Lido Will Sell 10 Million Tokens
Lido will sell a portion of its treasury funds to a third party.
Dragonfly Capital, a crypto investment fund, will buy 1% of the tokens contained in Lido’s DAO treasury.
The sale was approved almost unanimously. 60 million LDO were used to vote in favor of the plan, amounting to 99.09% support. Just 553,000 LDO were used to vote against the plan, representing 0.91% opposition to the proposal.
Dragonfly has committed to a purchase price based on a time-weighted average price (TWAP) plus a premium. There will be a one-year lockup before tokens become liquid.
Dragonfly had the ability to withdraw from the deal when LDO prices surpassed $2.50 during the voting period but did not do so. Jacob Blish of Lido said, “Dragonfly has committed to the terms and will not enact the veto clause.”

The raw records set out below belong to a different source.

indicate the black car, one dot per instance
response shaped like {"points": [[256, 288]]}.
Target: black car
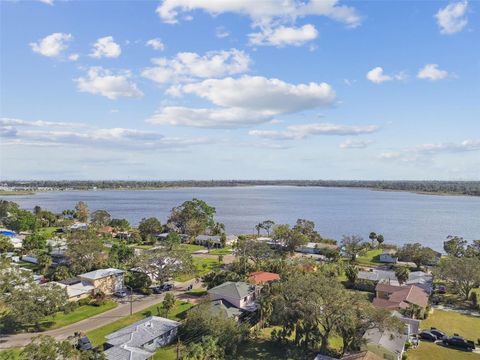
{"points": [[84, 343], [427, 335], [439, 334], [459, 343]]}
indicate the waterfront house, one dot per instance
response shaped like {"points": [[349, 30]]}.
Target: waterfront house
{"points": [[108, 280], [239, 294], [140, 340]]}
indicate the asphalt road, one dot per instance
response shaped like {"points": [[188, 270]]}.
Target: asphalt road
{"points": [[122, 310]]}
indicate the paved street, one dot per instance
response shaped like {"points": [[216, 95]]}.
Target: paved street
{"points": [[123, 309]]}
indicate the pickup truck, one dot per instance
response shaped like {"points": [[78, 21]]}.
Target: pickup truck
{"points": [[459, 342]]}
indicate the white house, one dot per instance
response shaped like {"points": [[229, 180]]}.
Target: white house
{"points": [[140, 340], [239, 294]]}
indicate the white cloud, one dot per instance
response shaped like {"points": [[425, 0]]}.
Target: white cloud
{"points": [[102, 138], [186, 66], [221, 32], [258, 93], [421, 151], [156, 44], [103, 82], [73, 57], [283, 35], [452, 19], [262, 12], [377, 76], [432, 72], [355, 144], [207, 118], [52, 45], [5, 121], [106, 47], [295, 132]]}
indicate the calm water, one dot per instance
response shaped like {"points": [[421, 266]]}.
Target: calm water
{"points": [[400, 216]]}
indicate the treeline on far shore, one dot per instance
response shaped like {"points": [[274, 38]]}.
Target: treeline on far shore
{"points": [[433, 187]]}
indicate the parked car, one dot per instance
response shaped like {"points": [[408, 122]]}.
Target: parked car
{"points": [[438, 333], [120, 293], [84, 343], [459, 342], [162, 288], [427, 335]]}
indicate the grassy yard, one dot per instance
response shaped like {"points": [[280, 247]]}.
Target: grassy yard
{"points": [[450, 322], [370, 258], [202, 266], [82, 312], [97, 336]]}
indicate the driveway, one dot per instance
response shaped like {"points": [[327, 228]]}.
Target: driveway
{"points": [[122, 310]]}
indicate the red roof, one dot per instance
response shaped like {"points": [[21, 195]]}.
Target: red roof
{"points": [[260, 277]]}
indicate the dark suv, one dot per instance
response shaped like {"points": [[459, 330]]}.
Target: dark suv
{"points": [[459, 342]]}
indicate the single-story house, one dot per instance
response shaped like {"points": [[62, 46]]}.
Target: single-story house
{"points": [[314, 248], [108, 280], [76, 291], [388, 257], [262, 277], [214, 240], [386, 344], [239, 294], [140, 340], [399, 297]]}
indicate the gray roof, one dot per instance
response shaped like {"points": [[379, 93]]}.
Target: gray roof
{"points": [[391, 341], [236, 290], [101, 273], [225, 308], [141, 332], [126, 353]]}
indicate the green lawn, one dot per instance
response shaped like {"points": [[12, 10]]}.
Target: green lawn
{"points": [[97, 336], [10, 354], [202, 266], [48, 231], [370, 258], [450, 322], [82, 312]]}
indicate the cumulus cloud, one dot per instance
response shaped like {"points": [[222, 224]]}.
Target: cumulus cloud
{"points": [[420, 151], [262, 12], [52, 45], [186, 66], [377, 76], [283, 35], [155, 44], [295, 132], [432, 72], [452, 18], [106, 47], [207, 118], [258, 93], [103, 82], [28, 133], [355, 144], [221, 32]]}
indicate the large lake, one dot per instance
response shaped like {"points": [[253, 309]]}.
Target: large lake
{"points": [[401, 216]]}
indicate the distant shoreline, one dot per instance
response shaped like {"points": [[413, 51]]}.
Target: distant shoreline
{"points": [[167, 186]]}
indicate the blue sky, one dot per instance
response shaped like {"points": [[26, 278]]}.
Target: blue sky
{"points": [[204, 89]]}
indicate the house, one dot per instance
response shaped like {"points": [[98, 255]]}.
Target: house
{"points": [[214, 240], [388, 257], [140, 340], [399, 297], [262, 277], [386, 344], [314, 248], [108, 280], [239, 294], [76, 291]]}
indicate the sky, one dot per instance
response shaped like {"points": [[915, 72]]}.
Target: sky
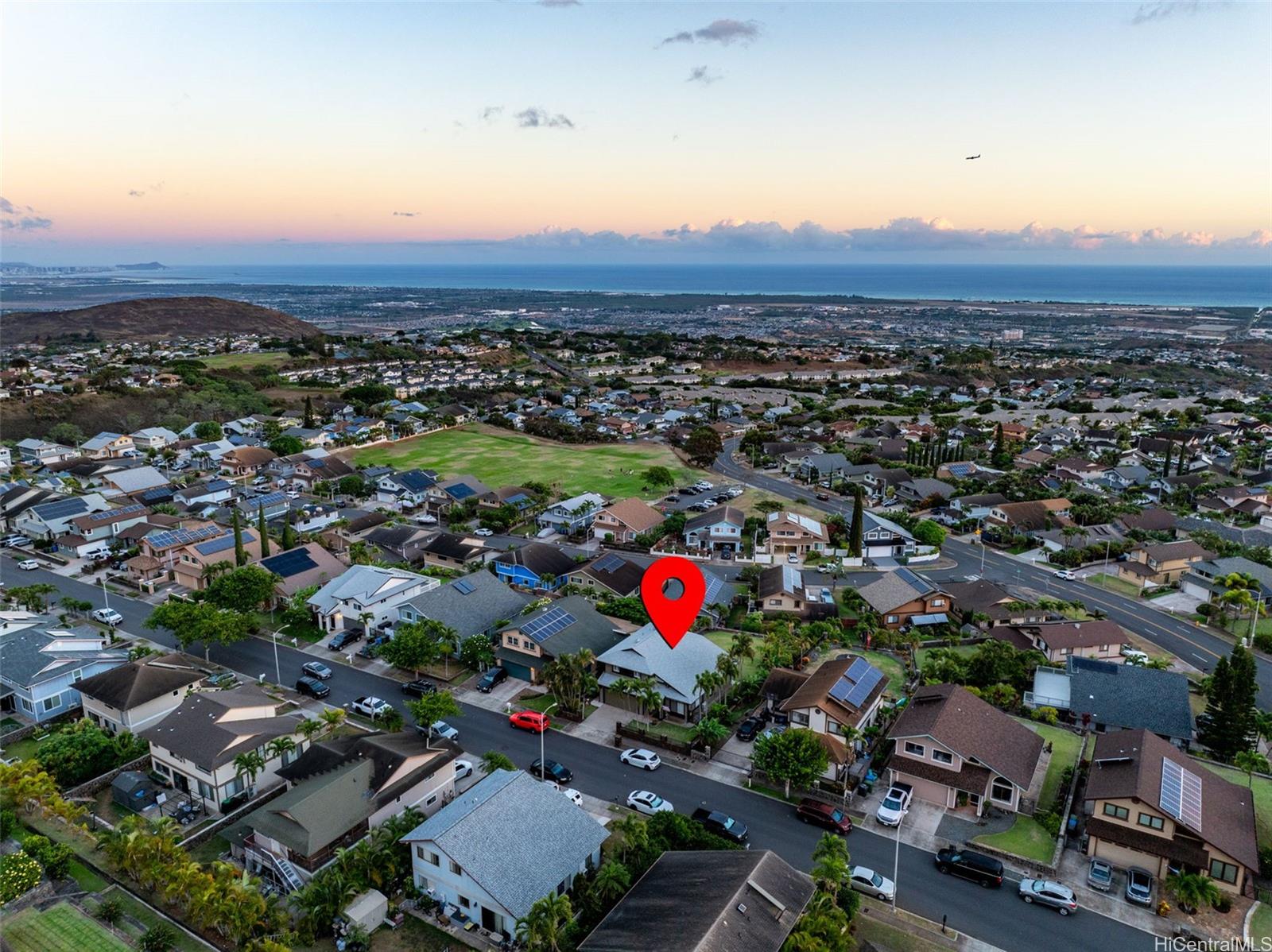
{"points": [[636, 133]]}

Tom Schmidt of Dragonfly also confirmed the deal will continue, noting that the firm is “excited to proceed with the proposal.”
The voting period ran between July 28 and August 4. It will now move to an on-chain vote on the DAO platform Aragon.
Last month, a similar vote was unsuccessful, as voters were not satisfied with the terms of the sale—namely quoted prices and a lack of a vestment requirement. That deal would also have seen Dragonfly buy 2% of the treasury’s supply instead of 1%.
The sale is intended to diversify Lido’s holding by raising funds in the form of stablecoins. The original proposal was expected to secure two years of operating runway for the Lido DAO.
The vote follows other high-profile decisions. Earlier this year, Lido considered limiting the amount of Ethereum that could be staked on the platform, though the community overwhelmingly decided against this, and the proposal did not pass.
Lido is also considering granting voting rights to staked ETH (stETH) holders alongside LDO holders. This proposal has not been voted on yet and is still under development.
Disclosure: At the time of writing, the author of this piece owned BTC, ETH, and other cryptocurrencies.